Tag: Friendster

  • Friendster goes PHP

    An item I saw yesterday but forgot to blog about: Friendster goes PHP. Pretty cool.

    Finally on Friday we launched a platform rearchitecture based on loose-coupling, web standards, and a move from JSP (via Tomcat) to PHP. The website doesn’t look much different, but hopefully we can now stop being a byword for unacceptably poky site performance.

    I haven’t had much of a chance yet to use Friendster to see if it truly is faster, so I can’t personally comment on that aspect. And predictably, this is going to bring all sorts of people out of the woodwork arguing over the relative merits of Java/JSP (which was old Friendster) versus PHP… just look at the comments on the link above to see it already happening. And while debate and disagreement can be healthy and productive, how about a quick reality check to everyone:

    PHP is good. Java is good. Both have their merits and disadvantages.

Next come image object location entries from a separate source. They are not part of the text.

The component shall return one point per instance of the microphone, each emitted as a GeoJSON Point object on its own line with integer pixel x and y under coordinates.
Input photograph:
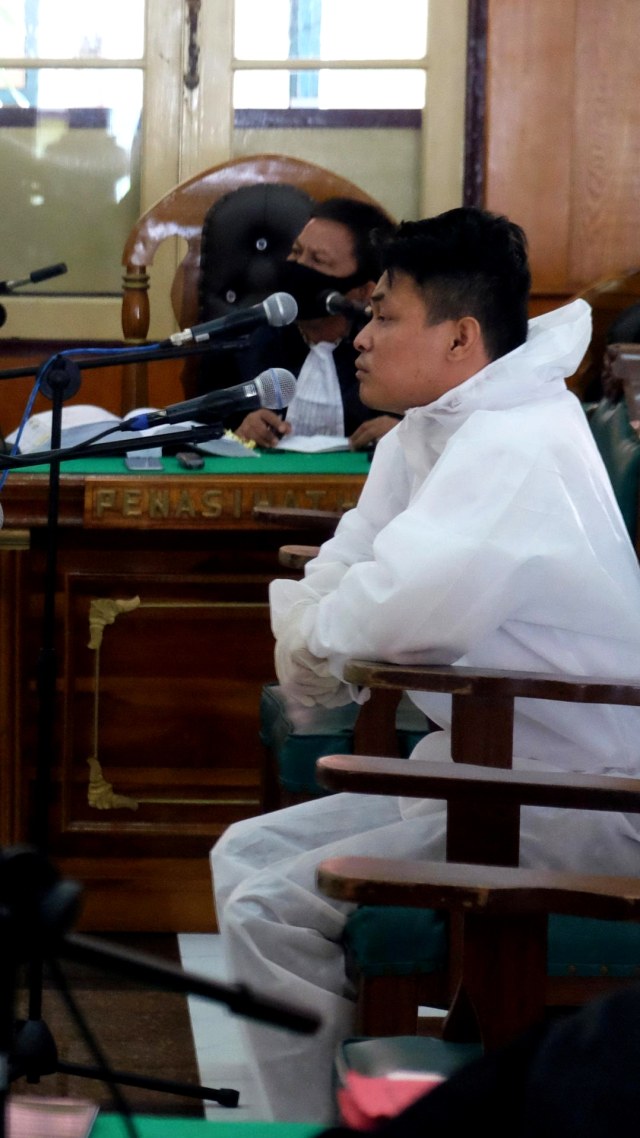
{"type": "Point", "coordinates": [338, 305]}
{"type": "Point", "coordinates": [38, 274]}
{"type": "Point", "coordinates": [272, 388]}
{"type": "Point", "coordinates": [277, 310]}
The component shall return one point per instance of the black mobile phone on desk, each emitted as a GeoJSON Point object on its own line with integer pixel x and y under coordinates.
{"type": "Point", "coordinates": [141, 462]}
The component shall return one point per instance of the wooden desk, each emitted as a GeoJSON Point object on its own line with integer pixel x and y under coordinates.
{"type": "Point", "coordinates": [166, 697]}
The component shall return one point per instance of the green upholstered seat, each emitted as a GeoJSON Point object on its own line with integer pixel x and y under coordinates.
{"type": "Point", "coordinates": [382, 941]}
{"type": "Point", "coordinates": [321, 731]}
{"type": "Point", "coordinates": [620, 447]}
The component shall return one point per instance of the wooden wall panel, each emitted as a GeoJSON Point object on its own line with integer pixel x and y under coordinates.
{"type": "Point", "coordinates": [605, 230]}
{"type": "Point", "coordinates": [530, 95]}
{"type": "Point", "coordinates": [563, 135]}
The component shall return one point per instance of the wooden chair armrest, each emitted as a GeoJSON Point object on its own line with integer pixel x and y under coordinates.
{"type": "Point", "coordinates": [477, 784]}
{"type": "Point", "coordinates": [478, 888]}
{"type": "Point", "coordinates": [492, 683]}
{"type": "Point", "coordinates": [296, 557]}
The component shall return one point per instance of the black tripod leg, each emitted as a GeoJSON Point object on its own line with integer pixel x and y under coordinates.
{"type": "Point", "coordinates": [222, 1095]}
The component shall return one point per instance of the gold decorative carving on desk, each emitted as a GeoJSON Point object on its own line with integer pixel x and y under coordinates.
{"type": "Point", "coordinates": [103, 611]}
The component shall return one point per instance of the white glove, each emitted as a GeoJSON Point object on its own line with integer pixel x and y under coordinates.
{"type": "Point", "coordinates": [305, 677]}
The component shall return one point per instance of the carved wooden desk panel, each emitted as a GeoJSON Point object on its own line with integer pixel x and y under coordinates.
{"type": "Point", "coordinates": [163, 643]}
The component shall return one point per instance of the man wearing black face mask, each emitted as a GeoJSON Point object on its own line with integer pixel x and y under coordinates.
{"type": "Point", "coordinates": [333, 253]}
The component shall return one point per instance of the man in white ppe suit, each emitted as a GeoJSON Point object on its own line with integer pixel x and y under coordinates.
{"type": "Point", "coordinates": [486, 535]}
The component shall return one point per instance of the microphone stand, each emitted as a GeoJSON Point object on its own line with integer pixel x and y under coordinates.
{"type": "Point", "coordinates": [37, 904]}
{"type": "Point", "coordinates": [35, 1053]}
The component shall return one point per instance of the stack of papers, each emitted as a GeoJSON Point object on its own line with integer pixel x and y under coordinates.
{"type": "Point", "coordinates": [313, 444]}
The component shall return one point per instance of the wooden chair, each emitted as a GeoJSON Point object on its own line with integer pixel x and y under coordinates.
{"type": "Point", "coordinates": [608, 298]}
{"type": "Point", "coordinates": [495, 979]}
{"type": "Point", "coordinates": [181, 213]}
{"type": "Point", "coordinates": [380, 726]}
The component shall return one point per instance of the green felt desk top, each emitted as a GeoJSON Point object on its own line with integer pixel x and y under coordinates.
{"type": "Point", "coordinates": [268, 462]}
{"type": "Point", "coordinates": [111, 1126]}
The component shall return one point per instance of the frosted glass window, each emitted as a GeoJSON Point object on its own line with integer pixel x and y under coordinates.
{"type": "Point", "coordinates": [72, 29]}
{"type": "Point", "coordinates": [70, 176]}
{"type": "Point", "coordinates": [330, 29]}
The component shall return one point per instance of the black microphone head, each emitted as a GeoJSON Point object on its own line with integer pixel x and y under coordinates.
{"type": "Point", "coordinates": [276, 387]}
{"type": "Point", "coordinates": [43, 274]}
{"type": "Point", "coordinates": [280, 308]}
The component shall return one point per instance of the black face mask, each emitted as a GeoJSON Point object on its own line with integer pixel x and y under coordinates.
{"type": "Point", "coordinates": [309, 287]}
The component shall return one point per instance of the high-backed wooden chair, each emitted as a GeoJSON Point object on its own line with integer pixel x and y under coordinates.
{"type": "Point", "coordinates": [501, 963]}
{"type": "Point", "coordinates": [181, 213]}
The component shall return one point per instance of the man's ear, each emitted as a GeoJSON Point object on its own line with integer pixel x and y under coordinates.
{"type": "Point", "coordinates": [466, 338]}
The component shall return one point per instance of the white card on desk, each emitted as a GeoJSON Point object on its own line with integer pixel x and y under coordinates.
{"type": "Point", "coordinates": [313, 444]}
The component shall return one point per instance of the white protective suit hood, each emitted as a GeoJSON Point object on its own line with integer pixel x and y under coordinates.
{"type": "Point", "coordinates": [487, 535]}
{"type": "Point", "coordinates": [536, 370]}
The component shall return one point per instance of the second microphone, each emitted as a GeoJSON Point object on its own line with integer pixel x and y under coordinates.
{"type": "Point", "coordinates": [272, 388]}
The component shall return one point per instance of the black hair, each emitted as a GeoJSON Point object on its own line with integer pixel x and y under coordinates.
{"type": "Point", "coordinates": [468, 262]}
{"type": "Point", "coordinates": [367, 223]}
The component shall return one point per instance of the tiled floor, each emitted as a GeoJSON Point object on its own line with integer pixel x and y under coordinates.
{"type": "Point", "coordinates": [218, 1032]}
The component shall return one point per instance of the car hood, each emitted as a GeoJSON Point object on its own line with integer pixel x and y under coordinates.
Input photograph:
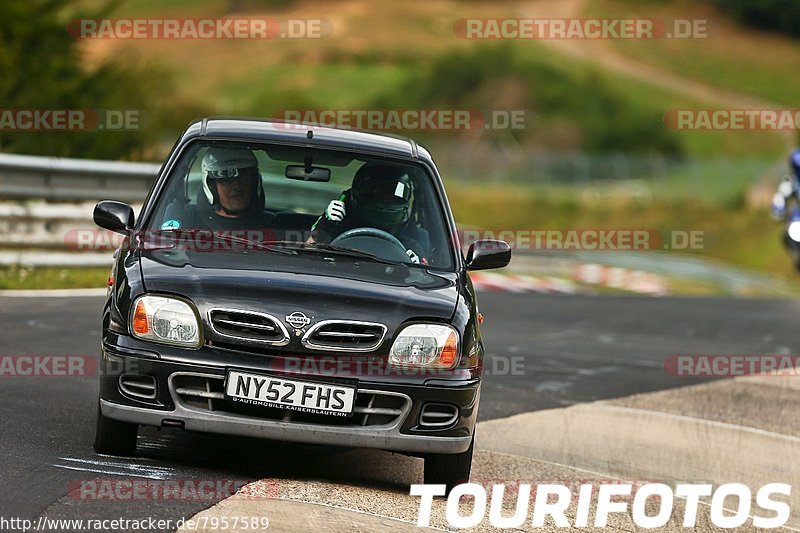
{"type": "Point", "coordinates": [321, 286]}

Loudly complaining that [Java|PHP] is the only true way and the other is crap is boring and uninformed.

  • More Friendster Notes

    I’ve noticed from the referrer logs that my earlier Friendster post is the #3 result on Google for the search phrase “Friendster is slow“, so I figured it was high time I revisited Friendster and poke around a bit more, to see what I could find out.

    It was still slow, but not as fatally slow as the first time I was playing with it. I had previously created a profile for myself and uploaded a picture, but I had not invited friends to join. I was curious to find out if I could use Friendster without any friends (irony! irony!), and the answer is “yes,” albeit conditionally.

    About the only thing you can do when you don’t have any friends—apart from inviting some—is search for other users. However, I’ll save you some time on that right here: you can only search for users from your personal network—that is to say, friends of friends of friends (ad nauseum); if you don’t have any friends, and by extension no network, then you’ll always end up with 0 users found on the search results.

    This wasn’t obvious to me from the way the site was set up, but for sake of argument let’s say I’m socially stunted and overlooked the fact that a site that’s designed to network among friends wouldn’t naturally let you search for strangers… anyway, maybe it was obvious in hindsight and I missed it. Moving on.

    I invited some friends. Five that I could think of that (hopefully) wouldn’t think I was too weird in sending them emails inviting them to my Friendster network. Okay, nothing to do after that but log off and wait.

    A little while later, my brother had registered with Friendster and suddenly I had a friend! But then I ended up asking myself, “What now?” There still wasn’t any obvious benefit to this system that I could see.

    Then, later in the day, another friend registered on the site (I got an email notifying me of this). Didn’t have time to check it out at the time, I was heading home from work. Also didn’t figure there would be any more to do with Friendster with two friends instead of one, so it wasn’t a big priority.

    But by the time I logged back into it from home, my jaw dropped: I suddenly have 400 people in my personal network! It turns out my brother linked to two more friends, who in turn link out to friends, who link to more friends, etc. Very six degrees of separation.

    Now I can see the value in what’s going on here. I have access to a network of people that I can browse, search (by demographics or by interests), contact. (Noting, of course, recent stories about how a lot of Friendster accounts are fake as people assume different identities online or are just playing around.) Very interesting. I haven’t decided what I’ll actually do with Friendster yet, aside from figuring it out.

    Here’s something interesting, though: When I logged on and found my network of 400 people, Friendster seemed to run faster than when I had none. This is counter-intuitive; it should run more slowly when it’s sifting through larger data sets (ie. larger networks). The only thing I can figure is that their data queries are either highly unoptimised—perhaps brute-force searching through all the users to find out none were in my network?—or when dealing with zero-user networks (ie. no friends), the database/system/whatever is dealing with NULLs improperly. And any good database tech can tell you that NULLs can be a killer. It’s very odd.

  • Friendster

    I signed up for a new online tool/technology today called Friendster. Maybe you’ve heard of it; it’s “an online community that connects people through networks of friends” for meeting new people. So far I haven’t really figured out what it’s supposed to do for me, because the site is still very much in beta: most of the pages were slow-loading, the people search didn’t give me any results (they’re rumored to have 300,000+ members, so I’d expect some results), and the site just stopped responding to me after several minutes of use each time I tried.

    Perhaps the slowness is due to increased exposure to curious users after the write-up it got in Wired by Xeni Jardin (that’s such a great William Gibson-esque name), though I doubt it. I’ll play with it some more, and report what I find.

    Interestingly, what got me to Friendster was a link on Robert Scoble’s weblog for Tribe.net, which is another beta social/community website that’s making the rounds—and Xeni Jardin (there she is again) on Boing Boing talking about Tribe.net and writing that she won’t be “ditching her Friendster account anytime soon”—all of which made me curious. So I’ll probably go and try out Tribe.net now, too, because Friendster is slow.

    How’s that for making connections and providing links? I think the ultimate social software application is the blog.